Over the past two decades—in line with the region’s growing role in the global economy—Asia’s equity markets have become increasingly sensitive to global financial developments. More specifically, we have discovered that equity returns in Asia generally now move in tandem with those in systemic economies. (By systemic economies, we are talking here about those countries—such as the United States and the United Kingdom which are home to major, global, financial centers such as Wall Street and the City of London.)
How do we measure that degree of financial interconnectedness? Or put another way, how do we measure the relationship—if any—between those Asian equity returns and the performance of systemic economies?

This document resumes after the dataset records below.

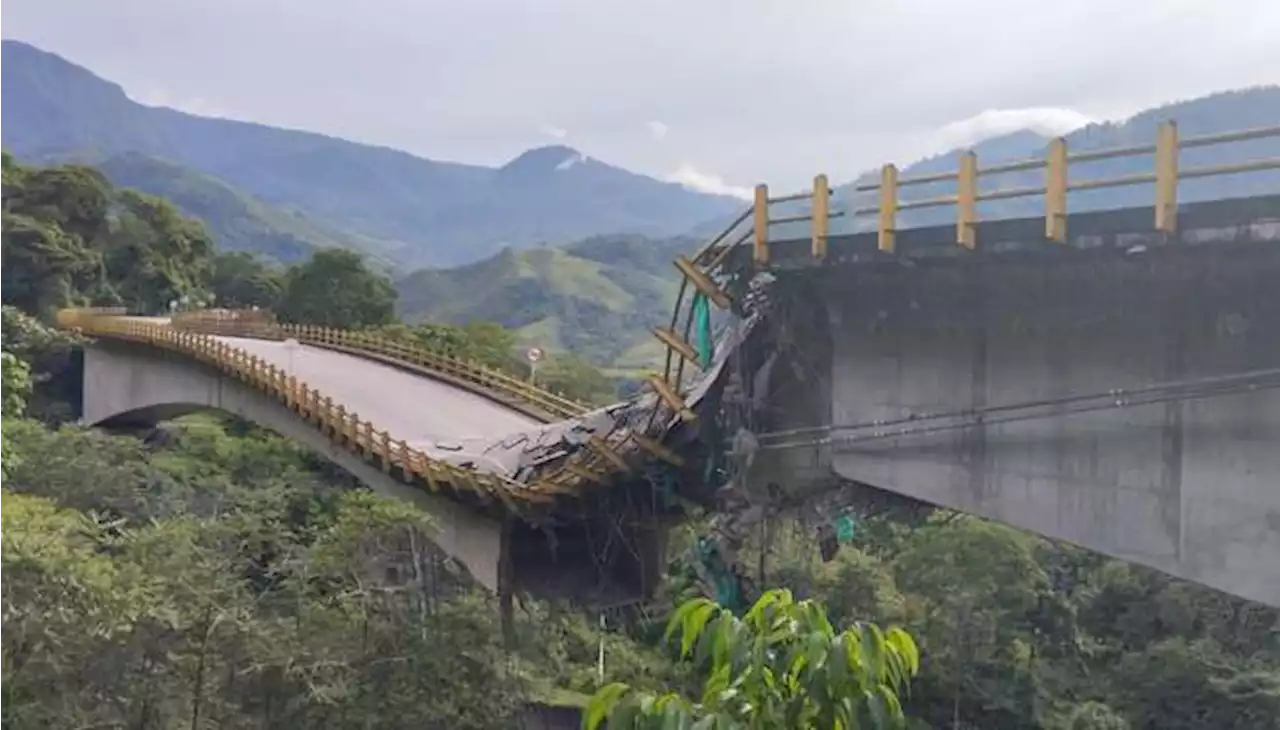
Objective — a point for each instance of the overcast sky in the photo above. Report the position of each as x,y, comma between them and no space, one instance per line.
714,92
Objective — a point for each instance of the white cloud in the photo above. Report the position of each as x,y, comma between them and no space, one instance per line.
1046,121
693,178
191,105
554,132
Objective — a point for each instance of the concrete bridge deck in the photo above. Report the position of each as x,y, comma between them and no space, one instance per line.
869,328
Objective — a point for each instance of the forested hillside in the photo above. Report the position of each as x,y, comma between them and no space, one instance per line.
411,209
211,575
598,297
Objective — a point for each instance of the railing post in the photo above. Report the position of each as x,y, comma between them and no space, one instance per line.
1166,178
888,209
1055,191
762,224
821,215
967,201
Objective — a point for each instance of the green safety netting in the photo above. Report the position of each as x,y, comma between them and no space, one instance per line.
703,320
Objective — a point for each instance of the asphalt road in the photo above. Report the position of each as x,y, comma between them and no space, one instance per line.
428,414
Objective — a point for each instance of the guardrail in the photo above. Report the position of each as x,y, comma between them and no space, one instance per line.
538,402
603,457
708,277
1057,163
344,428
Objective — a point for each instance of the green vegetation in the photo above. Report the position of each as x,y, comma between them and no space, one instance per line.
237,220
597,299
211,575
784,666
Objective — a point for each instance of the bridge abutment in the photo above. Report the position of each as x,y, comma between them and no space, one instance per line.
1187,486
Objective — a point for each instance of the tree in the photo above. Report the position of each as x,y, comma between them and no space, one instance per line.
155,255
336,288
781,666
243,281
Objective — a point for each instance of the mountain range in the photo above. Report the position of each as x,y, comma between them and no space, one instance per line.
567,250
406,209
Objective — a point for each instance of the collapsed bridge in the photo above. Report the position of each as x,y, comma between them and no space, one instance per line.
1102,377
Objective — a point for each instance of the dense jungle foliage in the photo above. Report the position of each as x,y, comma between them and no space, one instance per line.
206,574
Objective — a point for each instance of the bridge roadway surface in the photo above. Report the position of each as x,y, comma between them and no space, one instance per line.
1182,487
430,415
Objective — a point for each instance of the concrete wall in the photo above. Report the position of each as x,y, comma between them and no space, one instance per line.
136,384
1191,488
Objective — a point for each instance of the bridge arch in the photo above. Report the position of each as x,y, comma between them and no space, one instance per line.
136,384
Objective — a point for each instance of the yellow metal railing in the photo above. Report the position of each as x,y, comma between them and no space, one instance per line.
604,456
538,402
344,428
1057,164
707,274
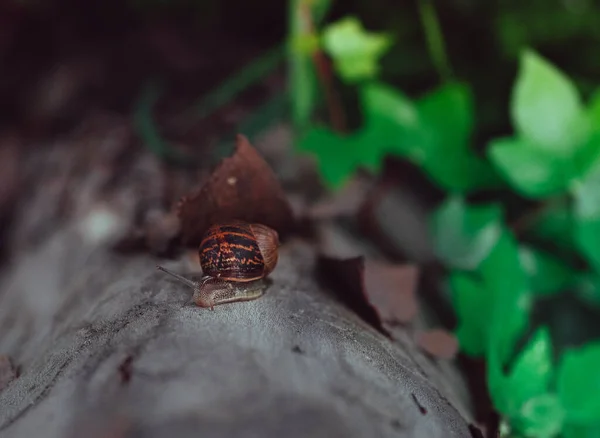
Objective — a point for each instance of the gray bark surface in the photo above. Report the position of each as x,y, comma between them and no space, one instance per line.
110,347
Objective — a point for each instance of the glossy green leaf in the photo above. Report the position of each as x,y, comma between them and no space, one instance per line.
355,52
593,110
447,120
528,378
506,278
472,303
582,431
464,235
336,156
578,383
587,288
303,84
587,217
531,372
547,275
392,121
542,416
531,171
461,172
438,125
449,115
546,107
556,226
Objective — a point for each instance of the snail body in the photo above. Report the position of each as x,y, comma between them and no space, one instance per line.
235,258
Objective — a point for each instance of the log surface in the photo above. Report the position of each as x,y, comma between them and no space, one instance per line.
110,347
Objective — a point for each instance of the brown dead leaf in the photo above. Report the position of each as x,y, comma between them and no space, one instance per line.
346,277
438,343
391,290
243,187
383,295
7,371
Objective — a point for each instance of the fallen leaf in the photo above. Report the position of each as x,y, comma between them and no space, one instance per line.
346,278
391,290
438,342
243,187
383,295
7,371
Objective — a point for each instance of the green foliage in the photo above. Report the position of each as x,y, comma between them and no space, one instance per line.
496,271
578,384
355,52
546,108
463,235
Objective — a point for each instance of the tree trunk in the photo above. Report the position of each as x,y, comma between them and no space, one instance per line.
109,347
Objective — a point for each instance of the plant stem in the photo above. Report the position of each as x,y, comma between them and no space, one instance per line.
435,39
322,65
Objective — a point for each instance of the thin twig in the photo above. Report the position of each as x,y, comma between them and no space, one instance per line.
337,116
527,220
435,39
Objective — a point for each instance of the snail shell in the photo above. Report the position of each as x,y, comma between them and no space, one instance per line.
239,251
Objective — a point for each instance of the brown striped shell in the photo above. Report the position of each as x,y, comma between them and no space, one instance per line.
239,251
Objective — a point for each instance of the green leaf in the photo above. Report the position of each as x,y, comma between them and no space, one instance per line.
578,384
593,110
587,288
531,372
508,282
355,52
541,417
578,431
461,172
472,303
464,235
336,155
528,379
546,107
556,226
392,121
547,275
439,125
447,120
449,115
532,172
587,217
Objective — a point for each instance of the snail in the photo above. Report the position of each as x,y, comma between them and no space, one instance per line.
235,258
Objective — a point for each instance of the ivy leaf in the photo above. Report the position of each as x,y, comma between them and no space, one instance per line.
465,235
335,155
532,172
556,226
587,217
578,384
392,121
587,288
593,110
355,52
449,113
542,416
438,125
472,303
447,120
579,431
529,377
546,107
547,275
508,283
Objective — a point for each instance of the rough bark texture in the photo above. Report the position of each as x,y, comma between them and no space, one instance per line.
109,347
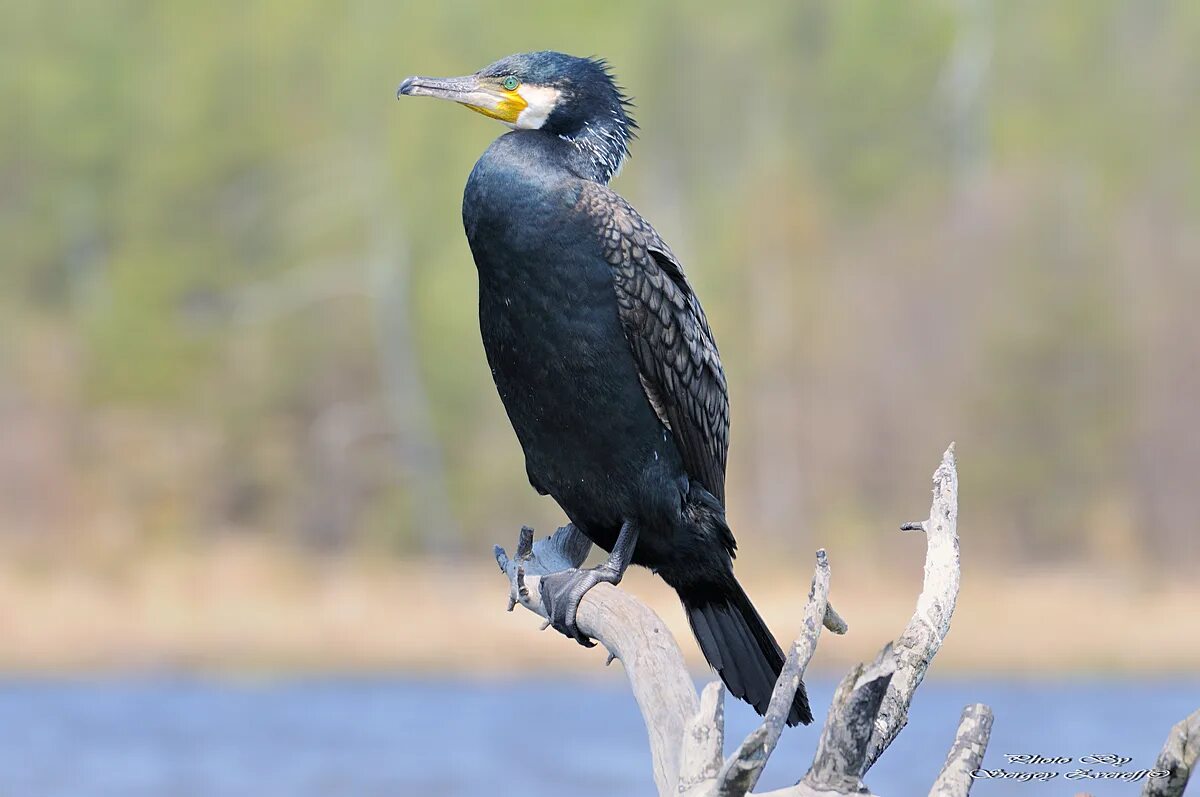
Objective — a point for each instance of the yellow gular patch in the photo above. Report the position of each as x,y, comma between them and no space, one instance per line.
508,107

The answer: by tracking Asian financial “betas” which measure volatility and capture the impact of the systemic economies on Asian equities.
These betas describe the fluctuations of those equities in relation to the fluctuations of the benchmark–in this case, the performance of large, systemic economies. A positive beta means that the asset’s returns generally follow the market’s returns, while a negative beta means that the asset’s returns are generally unmoved by the market.
Asian financial betas have followed a modest, but steady upward trend over the past two decades. This is easily seen in a graph showing Asian financial betas and global financial shocks.
A spike on the graph—whether it represents the bursting of the technology bubble, or more recently, the turmoil in the euro area—is mirrored by a similar spike in Asian financial betas.